0

I am doing analysis using pyspark dataframe.

There is one column was called: json_data. It looks like this:

enter image description here

Then I tried to convert it as a dictionary type format using following code:

from pyspark.sql.functions import udf
func = udf(lambda x: eval(x))
df_beer = df_beer.withColumn('json_data_new', func(df_beer.json_data))

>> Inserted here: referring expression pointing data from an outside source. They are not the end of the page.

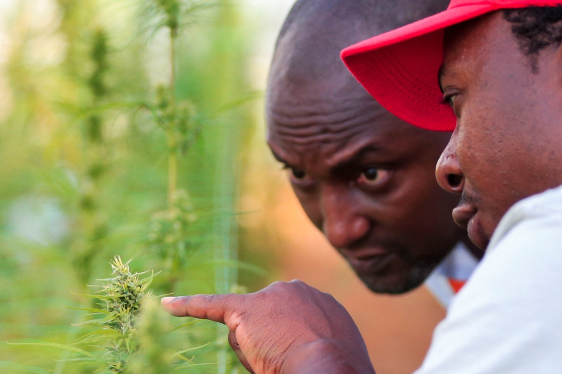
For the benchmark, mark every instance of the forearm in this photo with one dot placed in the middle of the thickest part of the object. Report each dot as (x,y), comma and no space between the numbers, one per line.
(328,357)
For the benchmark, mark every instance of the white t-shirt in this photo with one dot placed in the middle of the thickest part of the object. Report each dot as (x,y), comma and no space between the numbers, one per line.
(508,317)
(457,267)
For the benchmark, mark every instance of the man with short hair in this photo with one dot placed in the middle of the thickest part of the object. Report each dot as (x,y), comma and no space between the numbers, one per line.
(498,64)
(364,177)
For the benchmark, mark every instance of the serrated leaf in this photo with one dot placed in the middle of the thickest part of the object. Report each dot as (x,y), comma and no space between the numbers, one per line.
(60,346)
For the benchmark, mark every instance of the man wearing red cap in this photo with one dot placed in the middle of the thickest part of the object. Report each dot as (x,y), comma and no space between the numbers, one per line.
(497,64)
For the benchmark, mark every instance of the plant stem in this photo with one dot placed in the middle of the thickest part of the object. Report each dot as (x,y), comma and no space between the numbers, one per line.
(172,133)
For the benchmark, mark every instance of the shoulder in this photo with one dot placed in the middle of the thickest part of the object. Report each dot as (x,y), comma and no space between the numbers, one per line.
(507,318)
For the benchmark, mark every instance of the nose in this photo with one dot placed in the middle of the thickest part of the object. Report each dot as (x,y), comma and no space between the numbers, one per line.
(343,224)
(448,171)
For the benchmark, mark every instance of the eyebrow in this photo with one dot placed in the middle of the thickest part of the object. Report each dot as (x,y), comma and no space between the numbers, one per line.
(345,163)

After conversion, the new column 'json_data_new' looks like this

enter image description here

Then I checked the data type of the old and new columns, both of them are still string type. enter image description here

Question: How can I extract the numbers linked to the key "2_QTDE" and save it as a new column?

I knew it is a json like string, and I had a hard time dealing with this format.

I tried the python way using dictionary key, but it does not work.

So, I thought maybe I need to write a function to extract the numbers from the json_data_new:

df_beer = df_beef.WithColumn('newColumn', func_extract(df_beer.json_data_new))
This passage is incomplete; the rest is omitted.